NRF2 deficiency is associated with synaptic alterations and ether-linked phospholipid imbalance in the hippocampus.

Synaptic loss is a key factor in the cognitive decline observed during aging and in neurodegenerative diseases such as dementia, where synaptopathy plays a central role in hippocampal dysfunction. In this study, we investigated the role of NRF2, a master regulator of cellular homeostasis, in maintaining synaptic integrity. We assessed synaptic contacts both in vitro and in vivo and found that NRF2 deficiency leads to a significant reduction in vGLUT1 levels, accompanied by a decrease in the number of synaptic contacts. Because synapses are subject to highly dynamic membrane remodeling processes, we analyzed the lipid composition of hippocampi and synaptosomes from NRF2-deficient and wild-type mouse littermates. Our results revealed an accumulation of ether-linked phospholipids in NRF2-deficient mice. When primary neuronal and organotypic cultures were exposed to an ether-lipid precursor, synaptic density decreased. By contrast, the NRF2 activator 6-(methylsulfinyl)hexyl isothiocyanate (6-MSITC or hexaraphane) prevented synaptic loss.
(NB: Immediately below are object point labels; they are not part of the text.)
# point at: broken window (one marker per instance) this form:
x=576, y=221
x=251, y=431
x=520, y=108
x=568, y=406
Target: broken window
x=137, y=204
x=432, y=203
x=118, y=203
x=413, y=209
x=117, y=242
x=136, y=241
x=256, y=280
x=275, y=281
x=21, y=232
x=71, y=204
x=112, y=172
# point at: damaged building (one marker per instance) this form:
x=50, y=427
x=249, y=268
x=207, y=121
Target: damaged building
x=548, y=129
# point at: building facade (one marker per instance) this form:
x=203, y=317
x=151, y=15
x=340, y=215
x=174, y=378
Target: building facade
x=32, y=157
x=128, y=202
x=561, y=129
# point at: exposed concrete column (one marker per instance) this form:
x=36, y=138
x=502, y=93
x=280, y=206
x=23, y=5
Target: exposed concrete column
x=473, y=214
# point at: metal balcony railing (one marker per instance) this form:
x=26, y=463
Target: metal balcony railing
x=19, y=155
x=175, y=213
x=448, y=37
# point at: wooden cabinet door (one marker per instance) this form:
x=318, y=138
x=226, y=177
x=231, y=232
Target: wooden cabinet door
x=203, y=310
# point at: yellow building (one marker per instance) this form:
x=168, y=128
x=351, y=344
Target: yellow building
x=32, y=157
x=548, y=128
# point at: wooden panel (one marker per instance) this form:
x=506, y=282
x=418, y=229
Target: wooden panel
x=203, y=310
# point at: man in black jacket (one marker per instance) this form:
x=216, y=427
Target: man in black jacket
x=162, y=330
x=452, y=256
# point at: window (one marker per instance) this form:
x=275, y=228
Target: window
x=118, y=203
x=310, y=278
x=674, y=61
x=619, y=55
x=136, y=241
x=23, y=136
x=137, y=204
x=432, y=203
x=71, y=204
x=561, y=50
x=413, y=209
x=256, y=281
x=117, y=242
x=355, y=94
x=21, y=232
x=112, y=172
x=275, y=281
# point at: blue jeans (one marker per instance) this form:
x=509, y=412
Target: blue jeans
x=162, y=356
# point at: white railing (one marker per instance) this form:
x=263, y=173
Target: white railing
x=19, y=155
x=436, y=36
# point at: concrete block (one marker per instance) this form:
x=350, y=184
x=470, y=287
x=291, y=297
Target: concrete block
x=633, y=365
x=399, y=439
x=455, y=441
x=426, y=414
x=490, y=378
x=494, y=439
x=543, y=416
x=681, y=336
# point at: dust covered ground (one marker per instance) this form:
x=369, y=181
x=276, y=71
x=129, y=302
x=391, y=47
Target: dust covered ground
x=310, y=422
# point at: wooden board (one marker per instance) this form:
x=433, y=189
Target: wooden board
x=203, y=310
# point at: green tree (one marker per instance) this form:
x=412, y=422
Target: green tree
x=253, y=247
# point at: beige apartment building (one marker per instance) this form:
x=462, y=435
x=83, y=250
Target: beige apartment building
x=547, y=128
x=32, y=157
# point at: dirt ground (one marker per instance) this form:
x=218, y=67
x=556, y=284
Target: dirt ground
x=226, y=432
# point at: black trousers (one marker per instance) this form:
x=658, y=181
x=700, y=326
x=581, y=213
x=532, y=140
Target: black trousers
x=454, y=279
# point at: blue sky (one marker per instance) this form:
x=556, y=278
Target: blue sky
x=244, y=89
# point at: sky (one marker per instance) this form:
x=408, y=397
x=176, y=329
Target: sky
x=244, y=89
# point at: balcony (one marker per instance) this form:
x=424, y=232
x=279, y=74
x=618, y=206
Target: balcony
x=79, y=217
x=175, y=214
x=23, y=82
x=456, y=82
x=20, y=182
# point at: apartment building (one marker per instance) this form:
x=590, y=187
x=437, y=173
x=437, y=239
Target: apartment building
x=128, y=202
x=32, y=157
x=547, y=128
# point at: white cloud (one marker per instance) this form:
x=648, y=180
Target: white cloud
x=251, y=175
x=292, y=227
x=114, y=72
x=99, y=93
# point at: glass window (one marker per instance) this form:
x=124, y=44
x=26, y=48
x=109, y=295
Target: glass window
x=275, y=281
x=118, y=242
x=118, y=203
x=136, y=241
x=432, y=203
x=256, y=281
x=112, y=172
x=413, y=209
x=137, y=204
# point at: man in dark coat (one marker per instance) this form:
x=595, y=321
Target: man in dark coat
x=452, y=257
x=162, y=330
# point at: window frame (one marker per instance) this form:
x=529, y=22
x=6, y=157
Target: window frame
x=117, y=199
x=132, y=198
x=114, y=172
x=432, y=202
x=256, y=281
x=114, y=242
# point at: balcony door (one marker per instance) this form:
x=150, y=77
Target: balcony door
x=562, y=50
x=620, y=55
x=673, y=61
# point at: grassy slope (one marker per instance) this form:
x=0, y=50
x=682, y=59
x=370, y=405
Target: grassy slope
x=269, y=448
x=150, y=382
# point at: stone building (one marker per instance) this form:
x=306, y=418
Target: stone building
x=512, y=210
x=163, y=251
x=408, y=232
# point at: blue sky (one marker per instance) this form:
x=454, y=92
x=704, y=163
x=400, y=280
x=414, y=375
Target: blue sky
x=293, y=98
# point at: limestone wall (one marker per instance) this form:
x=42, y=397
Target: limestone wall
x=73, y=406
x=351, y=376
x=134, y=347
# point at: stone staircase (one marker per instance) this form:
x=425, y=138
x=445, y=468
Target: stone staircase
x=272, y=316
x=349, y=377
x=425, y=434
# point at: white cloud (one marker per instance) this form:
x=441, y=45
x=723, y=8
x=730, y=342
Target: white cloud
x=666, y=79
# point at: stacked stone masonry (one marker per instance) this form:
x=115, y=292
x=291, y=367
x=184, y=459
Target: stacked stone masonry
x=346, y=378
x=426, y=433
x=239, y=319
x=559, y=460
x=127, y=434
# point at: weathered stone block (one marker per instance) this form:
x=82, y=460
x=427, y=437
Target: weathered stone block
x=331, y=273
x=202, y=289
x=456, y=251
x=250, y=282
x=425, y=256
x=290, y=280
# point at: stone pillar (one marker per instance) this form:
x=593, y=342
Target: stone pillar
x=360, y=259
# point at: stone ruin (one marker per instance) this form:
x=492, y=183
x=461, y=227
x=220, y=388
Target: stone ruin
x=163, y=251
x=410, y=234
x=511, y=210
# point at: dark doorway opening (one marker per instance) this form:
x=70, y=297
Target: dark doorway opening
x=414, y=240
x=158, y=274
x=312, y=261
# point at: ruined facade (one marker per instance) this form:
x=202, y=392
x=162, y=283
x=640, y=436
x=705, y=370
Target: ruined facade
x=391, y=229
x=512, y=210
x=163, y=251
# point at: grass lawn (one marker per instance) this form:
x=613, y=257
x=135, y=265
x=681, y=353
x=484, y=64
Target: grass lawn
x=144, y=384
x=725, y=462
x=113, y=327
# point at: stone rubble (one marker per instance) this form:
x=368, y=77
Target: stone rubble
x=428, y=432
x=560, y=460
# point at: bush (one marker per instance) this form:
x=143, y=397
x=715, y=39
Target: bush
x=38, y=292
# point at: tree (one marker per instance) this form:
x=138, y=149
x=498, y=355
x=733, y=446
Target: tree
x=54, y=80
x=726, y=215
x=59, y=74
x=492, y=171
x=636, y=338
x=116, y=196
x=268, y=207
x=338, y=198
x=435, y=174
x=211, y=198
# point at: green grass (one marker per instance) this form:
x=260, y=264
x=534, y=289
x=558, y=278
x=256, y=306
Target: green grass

Although ether lipids are abundant components of neuronal membranes, their specific role in synaptic function and in age-related loss of homeostatic balance remains poorly understood. This study is the first to demonstrate that NRF2 plays an essential role in preserving synaptic homeostasis through lipid metabolism, suggesting its relevance in the context of aging and neurodegenerative diseases.